The blaze engulfed the 27-storey Grenfell Tower on Latimer Road in White City on Wednesday morning
Eyewitnesses reveal how families ‘begged for their lives’ as they tried to escape the blaze, while people are still trapped inside the 27-storey building as it teeters on the brink of collapse.
More than 600 residents desperately tried to escape the flames as the fire broke out in the middle of the night, with many woken by the screams of others and the smell of burning plastic.
Grenfell Tower in Latimer Road, White City, is currently ‘lurching’ to one side after a ‘very, very severe fire’ broke out in the early hours of Wednesday morning, with those inside claiming a fire alarm failed to sound.
As residents flooded the streets outside the building, many spoke of members of their family or close neighbours being unaccounted for, as they were forced to watch on as their home and all their belongings went up in flames.
One neighbour said he believed someone had jumped from about 10 to 15 floors to escape the fire, while there were screams of joy and a relief as a five-year-old girl was pulled from the flames by emergency services.
Dany Cotton, Commissioner of the London Fire Brigade, said there had been ‘a number of fatalities’ following a ‘unprecedented incident’ that she described as the largest in scale that she had seen in her 29-year career.
London Ambulance Service said 30 people have been rushed to five hospitals around the capital, while at least one resident is still stuck inside the block on the 11th floor, with firefighters desperately trying to reach him.

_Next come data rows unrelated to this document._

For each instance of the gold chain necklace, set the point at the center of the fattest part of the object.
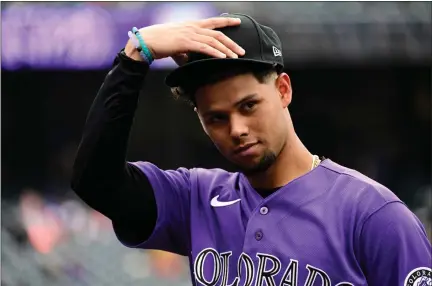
(315, 162)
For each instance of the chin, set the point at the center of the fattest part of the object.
(257, 165)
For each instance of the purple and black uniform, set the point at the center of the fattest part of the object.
(331, 226)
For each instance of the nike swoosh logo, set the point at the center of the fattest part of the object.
(216, 203)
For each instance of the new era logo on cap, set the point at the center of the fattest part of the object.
(276, 52)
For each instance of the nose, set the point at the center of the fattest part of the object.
(238, 127)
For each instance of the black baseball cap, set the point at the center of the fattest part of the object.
(261, 44)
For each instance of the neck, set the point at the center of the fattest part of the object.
(293, 161)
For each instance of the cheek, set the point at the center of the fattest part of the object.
(219, 137)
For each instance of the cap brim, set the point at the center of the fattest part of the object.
(201, 68)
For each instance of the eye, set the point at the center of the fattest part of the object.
(217, 118)
(249, 106)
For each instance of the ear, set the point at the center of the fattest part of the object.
(283, 85)
(201, 121)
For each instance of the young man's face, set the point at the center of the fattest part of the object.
(245, 119)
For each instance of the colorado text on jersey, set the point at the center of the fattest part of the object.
(269, 266)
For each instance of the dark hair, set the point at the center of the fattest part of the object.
(188, 90)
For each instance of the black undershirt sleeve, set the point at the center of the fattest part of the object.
(101, 176)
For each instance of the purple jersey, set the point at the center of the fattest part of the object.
(331, 226)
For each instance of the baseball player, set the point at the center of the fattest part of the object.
(286, 218)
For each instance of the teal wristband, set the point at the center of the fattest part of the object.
(144, 47)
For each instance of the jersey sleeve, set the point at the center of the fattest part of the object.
(393, 243)
(171, 190)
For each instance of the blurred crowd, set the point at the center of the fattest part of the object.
(52, 241)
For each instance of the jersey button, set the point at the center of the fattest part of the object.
(258, 235)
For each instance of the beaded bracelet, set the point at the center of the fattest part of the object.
(143, 45)
(137, 46)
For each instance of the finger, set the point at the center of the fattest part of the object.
(217, 22)
(215, 44)
(203, 48)
(180, 59)
(222, 38)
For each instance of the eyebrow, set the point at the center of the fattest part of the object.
(246, 98)
(236, 104)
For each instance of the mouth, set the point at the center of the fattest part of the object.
(244, 148)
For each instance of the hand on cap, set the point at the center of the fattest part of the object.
(175, 40)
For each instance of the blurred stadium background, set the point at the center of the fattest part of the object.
(361, 73)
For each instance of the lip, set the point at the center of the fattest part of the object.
(243, 149)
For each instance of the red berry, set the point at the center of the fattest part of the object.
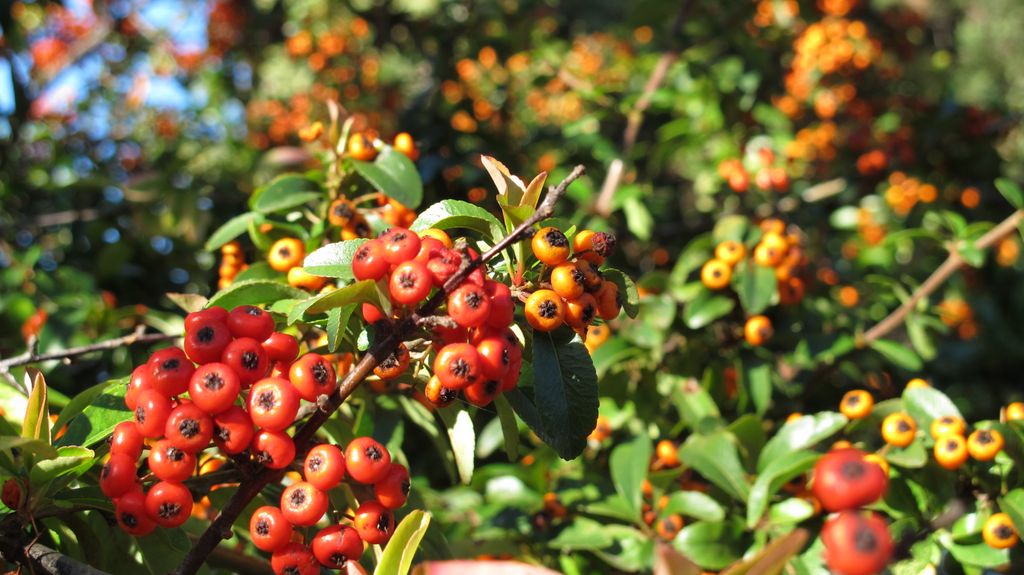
(118, 476)
(247, 358)
(367, 460)
(312, 376)
(374, 522)
(170, 370)
(273, 403)
(303, 504)
(268, 529)
(400, 245)
(369, 261)
(152, 410)
(250, 321)
(206, 341)
(169, 503)
(325, 467)
(127, 440)
(411, 282)
(131, 515)
(282, 347)
(188, 428)
(273, 449)
(232, 430)
(337, 544)
(170, 462)
(294, 559)
(393, 489)
(458, 365)
(214, 388)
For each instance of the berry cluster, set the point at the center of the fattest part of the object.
(239, 374)
(304, 502)
(479, 355)
(578, 294)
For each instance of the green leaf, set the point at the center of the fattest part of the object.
(457, 214)
(395, 175)
(397, 557)
(98, 419)
(254, 292)
(231, 229)
(693, 503)
(756, 286)
(772, 478)
(334, 260)
(284, 192)
(366, 292)
(707, 307)
(70, 460)
(37, 411)
(712, 545)
(629, 468)
(898, 354)
(565, 393)
(800, 435)
(627, 291)
(716, 458)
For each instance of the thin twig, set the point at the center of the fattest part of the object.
(221, 527)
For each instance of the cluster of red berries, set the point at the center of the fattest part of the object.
(303, 504)
(578, 294)
(479, 356)
(240, 374)
(857, 542)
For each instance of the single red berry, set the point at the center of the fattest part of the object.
(411, 282)
(118, 476)
(250, 321)
(170, 370)
(214, 388)
(294, 559)
(131, 515)
(469, 305)
(273, 449)
(188, 428)
(268, 529)
(232, 430)
(374, 522)
(127, 440)
(369, 261)
(170, 462)
(303, 504)
(273, 403)
(206, 341)
(282, 347)
(400, 245)
(152, 410)
(169, 503)
(325, 467)
(393, 489)
(312, 376)
(336, 545)
(247, 358)
(367, 460)
(458, 365)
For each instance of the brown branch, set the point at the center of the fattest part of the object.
(136, 337)
(952, 263)
(635, 117)
(221, 527)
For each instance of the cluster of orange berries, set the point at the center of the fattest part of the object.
(578, 293)
(304, 503)
(479, 354)
(232, 262)
(239, 374)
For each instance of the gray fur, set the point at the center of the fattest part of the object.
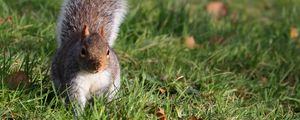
(66, 66)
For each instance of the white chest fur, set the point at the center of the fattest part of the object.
(89, 83)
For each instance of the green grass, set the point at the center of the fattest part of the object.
(253, 74)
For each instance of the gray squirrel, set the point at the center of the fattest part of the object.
(85, 64)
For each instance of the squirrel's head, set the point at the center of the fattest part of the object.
(93, 54)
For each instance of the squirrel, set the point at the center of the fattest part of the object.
(85, 63)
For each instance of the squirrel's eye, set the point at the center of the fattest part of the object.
(107, 52)
(83, 52)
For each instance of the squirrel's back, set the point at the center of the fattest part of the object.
(93, 13)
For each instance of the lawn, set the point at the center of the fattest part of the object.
(246, 64)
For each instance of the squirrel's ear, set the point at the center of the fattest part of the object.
(85, 31)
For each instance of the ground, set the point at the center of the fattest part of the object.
(246, 64)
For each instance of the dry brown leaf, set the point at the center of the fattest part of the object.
(161, 114)
(216, 40)
(194, 118)
(191, 43)
(294, 33)
(264, 80)
(16, 79)
(216, 8)
(7, 19)
(180, 77)
(162, 90)
(1, 21)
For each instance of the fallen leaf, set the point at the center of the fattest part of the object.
(162, 90)
(191, 43)
(161, 114)
(294, 33)
(17, 79)
(1, 21)
(180, 77)
(7, 19)
(216, 40)
(216, 8)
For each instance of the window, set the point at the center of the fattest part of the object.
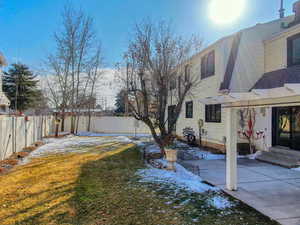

Panicked residents trapped high in the enormous tower were heard screaming for help as they leaned out of their windows and tied bed sheets together in an attempt to reach the ground.
Many of those evacuated said they were woken by screams, intense heat and the smell of burning plastic, thought to be white cladding that was installed on the building last year as part of a £10million refurbishment.
One woman said that residents faced ‘either jumping out the window with their children and risk breaking bones or staying where you were and dying’.
The fire is said to have spread from the second floor to the roof of the enormous 120-flat block in just 15 minutes, with 200 firefighters struggling to bring it under control.
The heat was said to be so intense that firefighters were unable to get close to the building, which was built in 1974.
Among those being evacuated was what a man described as a ‘heavily disabled woman’, who was being carried down the stairs by firefighters.
Mouna Elogbani, who lives on the 11th floor with her husband and three children, aged 13, 10 and two, said she got a phone call from a neighbour warning her that the block was alight.
She said: ‘I was in my home going to bed, It was around 1.30am and my children were asleep.
‘My friend called on the phone and told me that the building was on fire, it was coming towards our floor and we needed to get out.
‘I woke up my children and we carried them out of the flat – but when we opened the door to escape the flames burst into the house and we had to shut it again. We got out through a fire escape and down the stairs.
‘I know that there are people trapped on the 21st, 22nd and 23rd floors and one of my neighbours has passed away’.